Keywords: bound drug, free drug, human CSF, propofol, TCI
Introduction
Propofol is one of the most frequently used intravenous anaesthetic agents. Its properties and indications in anaesthesiology have been reviewed extensively [1–4]. The specific morphological properties of the choroidal epithelium and the existence of the cerebrospinal fluid (CSF) pathway for drug distribution to different targets in the central nervous system (CNS) suggest that the choroid plexus-CSF route is more significant than previously thought for brain drug delivery [5]. However, information about the CSF pharmacokinetics of propofol, especially in humans, is still very limited [6–8].
Dutta et al.[9] have noted that the unexpectedly low effect-site equilibration half-life (T1/2 kE0) of propofol in rats can be explained by the provision that not only unbound drug, but also drug bound to plasma proteins and blood cells can participate in blood-brain propofol transport during capillary transit. Moreover, according to [9], (i) mechanisms other than free-water diffusion transport may be involved in the transition of propofol into the CSF, and (ii) the half-life of propofol complex dissociation may be several times shorter than the brain capillary transit time.

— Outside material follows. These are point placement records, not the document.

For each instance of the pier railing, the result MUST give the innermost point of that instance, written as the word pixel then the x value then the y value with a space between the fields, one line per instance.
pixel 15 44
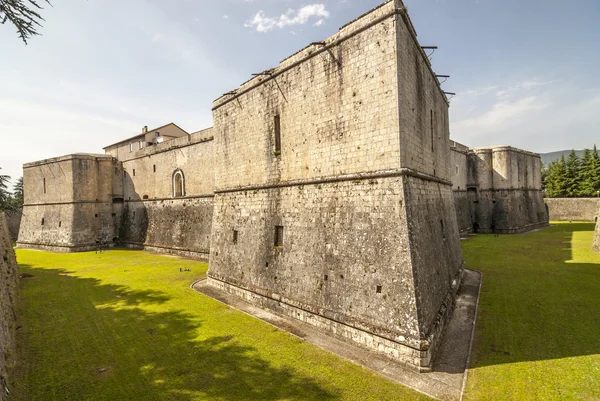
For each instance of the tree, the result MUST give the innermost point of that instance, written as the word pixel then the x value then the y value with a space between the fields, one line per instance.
pixel 586 176
pixel 24 15
pixel 556 180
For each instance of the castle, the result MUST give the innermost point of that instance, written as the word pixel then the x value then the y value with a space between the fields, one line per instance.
pixel 328 190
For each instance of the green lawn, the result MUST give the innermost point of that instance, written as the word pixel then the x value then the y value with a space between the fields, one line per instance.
pixel 538 327
pixel 125 325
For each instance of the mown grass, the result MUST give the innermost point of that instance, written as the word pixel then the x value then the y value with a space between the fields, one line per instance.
pixel 538 328
pixel 125 325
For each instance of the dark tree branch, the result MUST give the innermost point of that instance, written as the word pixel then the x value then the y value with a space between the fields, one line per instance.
pixel 24 15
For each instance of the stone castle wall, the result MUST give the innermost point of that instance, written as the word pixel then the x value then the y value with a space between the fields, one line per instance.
pixel 497 190
pixel 153 218
pixel 572 209
pixel 8 300
pixel 363 204
pixel 68 204
pixel 14 222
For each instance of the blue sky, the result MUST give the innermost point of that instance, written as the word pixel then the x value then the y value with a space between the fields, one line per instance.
pixel 524 70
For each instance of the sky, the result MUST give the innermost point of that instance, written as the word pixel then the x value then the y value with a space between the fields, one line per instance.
pixel 524 71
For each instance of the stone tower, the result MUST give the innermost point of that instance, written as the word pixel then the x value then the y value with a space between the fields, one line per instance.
pixel 333 201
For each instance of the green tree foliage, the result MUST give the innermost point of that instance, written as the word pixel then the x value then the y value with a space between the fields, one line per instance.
pixel 573 177
pixel 24 15
pixel 10 202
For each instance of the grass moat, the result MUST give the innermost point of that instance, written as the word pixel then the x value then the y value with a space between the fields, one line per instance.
pixel 125 325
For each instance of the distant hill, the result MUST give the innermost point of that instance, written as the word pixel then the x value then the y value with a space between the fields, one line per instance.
pixel 548 158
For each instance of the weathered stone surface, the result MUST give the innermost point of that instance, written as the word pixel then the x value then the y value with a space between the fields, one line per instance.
pixel 572 209
pixel 596 243
pixel 8 300
pixel 69 203
pixel 370 249
pixel 14 222
pixel 497 190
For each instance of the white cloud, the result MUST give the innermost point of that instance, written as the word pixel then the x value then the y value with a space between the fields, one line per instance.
pixel 502 112
pixel 261 23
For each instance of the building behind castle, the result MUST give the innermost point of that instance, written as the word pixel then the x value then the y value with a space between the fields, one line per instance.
pixel 328 191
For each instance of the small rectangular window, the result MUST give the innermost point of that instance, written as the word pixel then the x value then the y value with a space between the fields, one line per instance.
pixel 277 122
pixel 278 235
pixel 431 124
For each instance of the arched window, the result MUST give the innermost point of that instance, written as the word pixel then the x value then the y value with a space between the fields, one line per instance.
pixel 178 184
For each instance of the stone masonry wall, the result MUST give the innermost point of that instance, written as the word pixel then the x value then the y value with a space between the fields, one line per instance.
pixel 341 188
pixel 178 226
pixel 152 217
pixel 8 299
pixel 14 222
pixel 572 209
pixel 68 203
pixel 337 109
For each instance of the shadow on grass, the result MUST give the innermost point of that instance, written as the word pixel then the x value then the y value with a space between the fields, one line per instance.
pixel 83 340
pixel 536 303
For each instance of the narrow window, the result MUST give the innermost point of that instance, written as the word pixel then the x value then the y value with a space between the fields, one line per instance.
pixel 178 184
pixel 277 134
pixel 431 125
pixel 278 235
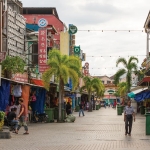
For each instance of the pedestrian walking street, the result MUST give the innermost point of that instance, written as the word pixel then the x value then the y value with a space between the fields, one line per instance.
pixel 98 130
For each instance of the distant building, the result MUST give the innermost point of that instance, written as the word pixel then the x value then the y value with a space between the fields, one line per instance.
pixel 110 88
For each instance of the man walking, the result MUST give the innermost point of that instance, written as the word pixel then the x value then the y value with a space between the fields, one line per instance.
pixel 128 118
pixel 22 117
pixel 81 109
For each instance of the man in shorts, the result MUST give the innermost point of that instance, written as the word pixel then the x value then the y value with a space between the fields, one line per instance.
pixel 22 117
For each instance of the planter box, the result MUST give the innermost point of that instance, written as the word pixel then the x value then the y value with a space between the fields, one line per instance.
pixel 5 135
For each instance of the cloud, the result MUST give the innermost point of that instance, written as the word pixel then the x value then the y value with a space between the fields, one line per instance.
pixel 103 15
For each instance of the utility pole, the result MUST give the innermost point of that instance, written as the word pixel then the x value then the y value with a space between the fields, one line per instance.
pixel 1 36
pixel 147 51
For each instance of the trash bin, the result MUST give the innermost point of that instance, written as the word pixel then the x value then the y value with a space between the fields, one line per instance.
pixel 50 113
pixel 97 107
pixel 142 110
pixel 119 110
pixel 77 108
pixel 147 123
pixel 63 114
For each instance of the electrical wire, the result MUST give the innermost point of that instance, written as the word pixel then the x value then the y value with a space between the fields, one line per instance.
pixel 118 56
pixel 112 30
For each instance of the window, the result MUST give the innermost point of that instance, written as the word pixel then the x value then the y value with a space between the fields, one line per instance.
pixel 108 82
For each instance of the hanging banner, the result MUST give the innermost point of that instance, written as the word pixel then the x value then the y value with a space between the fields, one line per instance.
pixel 0 74
pixel 19 77
pixel 42 50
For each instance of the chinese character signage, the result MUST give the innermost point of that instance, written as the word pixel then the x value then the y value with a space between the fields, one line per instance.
pixel 43 68
pixel 20 77
pixel 42 49
pixel 2 56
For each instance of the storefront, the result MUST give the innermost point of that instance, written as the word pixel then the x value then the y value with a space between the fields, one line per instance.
pixel 12 90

However, the hypotheses are based only on the transfer kinetics of propofol from blood into CSF. If these suggestions are true, CSF propofol concentration should be different from the unbound drug concentration in plasma under equilibrium conditions. For some other drugs, measurements of their concentrations in different body fluids have led to the conclusion that their total concentration in saliva and CSF is comparable to the concentration of their free form in plasma [10]. This only applies to drug transport governed mainly by passive diffusion. Investigation of the relationship between the CSF and free plasma propofol concentration will help to elucidate if passive diffusion alone or other mechanisms are involved in the transport of the anaesthetic from blood to CSF.
The aims of the present study were to:
characterize the relationship between unbound propofol concentration in plasma and the total drug concentration in human CSF;
determine whether propofol binds to species within the CSF.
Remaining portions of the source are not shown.